The Texas Legislature is in the very early stages of forming the budget, and de la Rosa says he hopes it will end well. He spent a recent week in Austin pleading on behalf of the med school.

“We got some pretty grim assessments as well as the observation that this is only a starting point,” he says.

During the presentation, de la Rosa says some legislators were surprised by the school’s plight, some arched eyebrows and others aimed questioning looks at staffers.

State Rep. Dee Margo, R-El Paso, said he was not prepared to comment on the issue last week, since the House subcommittee that handles the medical school has not testified before the House Appropriations Committee. Margo was recently appointed to serve on Appropriations.

But a Margo spokesperson told El Paso Inc., “He does want to protect the operating budget of the medical school and consider a tuition revenue bond.”

Because the medical school is still relatively small, cuts are a more difficult proposition.

With fewer than 100 students, de la Rosa says, raising tuition would not go very far toward making up the potential $13 million cut.

The school’s faculty members are required to practice, as part of the med school’s faculty practice plan.

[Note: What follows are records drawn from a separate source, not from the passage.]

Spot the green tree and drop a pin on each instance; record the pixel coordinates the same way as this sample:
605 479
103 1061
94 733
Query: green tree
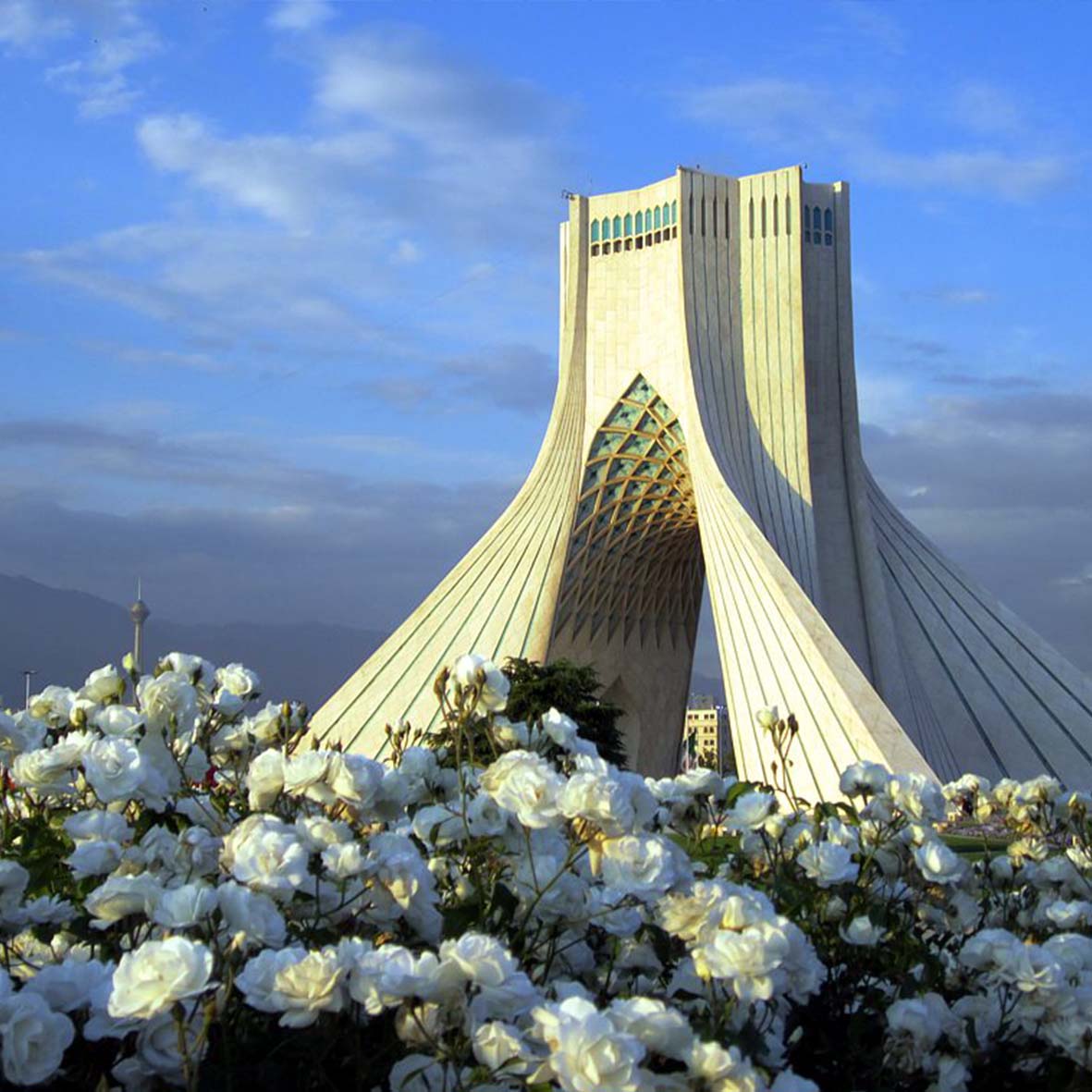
571 689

Proceeds from that can help offset the schools costs, according to de la Rosa. Increasing that revenue might normally be an option, but not in El Paso, where the patient population tends to be poorer.

De la Rosa says that more than 65 percent of the patients they see are insured by Medicaid, which the legislature has also proposed cutting. And many El Paso doctors say Medicaid already does not reimburse them for what it costs to render their services.

With private investment hard to come by during an economic downturn, that leaves the cuts.

Schwartz with the Medical Center of the Americas Foundation says that she and a group of El Paso’s heavy hitters will be in Austin this week to speak on behalf of the med school.

“Rick Francis, Woody Hunt, Robert Brown, Paul Foster are constantly fighting to get El Paso its fair share to improve our education system and economy,” Schwartz said.